Exercise Intolerance in Preload Failure Treated with Pyridostigmine (2018) Faria Urbina et al (mentions ME/CFS & POTS)

Dolphin

Senior Member (Voting Rights)
American Journal of Respiratory and Critical Care Medicine 2018;197:A6146


Exercise Intolerance in Preload Failure Treated with Pyridostigmine


M. Faria Urbina 1, R. Oliveira 2, A.L. Oaklander 3, A.B. Waxman 1, D.M. Systrom 1,

https://www.atsjournals.org/doi/abs/10.1164/ajrccm-conference.2018.197.1_MeetingAbstracts.A6146

---

Dr Systrom has been given a grant by the Solve ME/CFS Initiative to look at exercise intolerance in ME/CFS

The results provided in the abstract aren't the ones of interests - it is not peak cardiac output or VO2Peak that we are interested in, because it's possible that patients simply worked harder on the second test and achieved a higher heart rate. We're interested in stroke volume and O2 pulse. The lack of difference in ca-VO2Max leads to some doubt...
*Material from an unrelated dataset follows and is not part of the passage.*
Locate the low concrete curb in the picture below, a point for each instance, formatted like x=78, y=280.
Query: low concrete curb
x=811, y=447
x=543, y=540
The rationale behind Pyridostigmine is the assumption that there is something limiting cholinergic activity of specific nerves which is hypothesised to be the cause of the preload failure.

The strange part to me is well, post-exercise hypotension is associated with increased parasympathetic activity in healthy normotensive people, so increasing cholinergic activity won't necessarily help in this case.
 
So did I. Three times with different doses. Each time I got a 'buzz' for a couple of days then crashed, stopped taking it and recovered to base line. Never had the courage to keep taking it through the crashes.

I feel like a little increased inflammation belongs in the "it may get worse before it can get better" category, because I feel better long-term from a little immune stimulation... but anything that makes you crash isn't a wait-and-see. :thumbsdown: You did the right thing.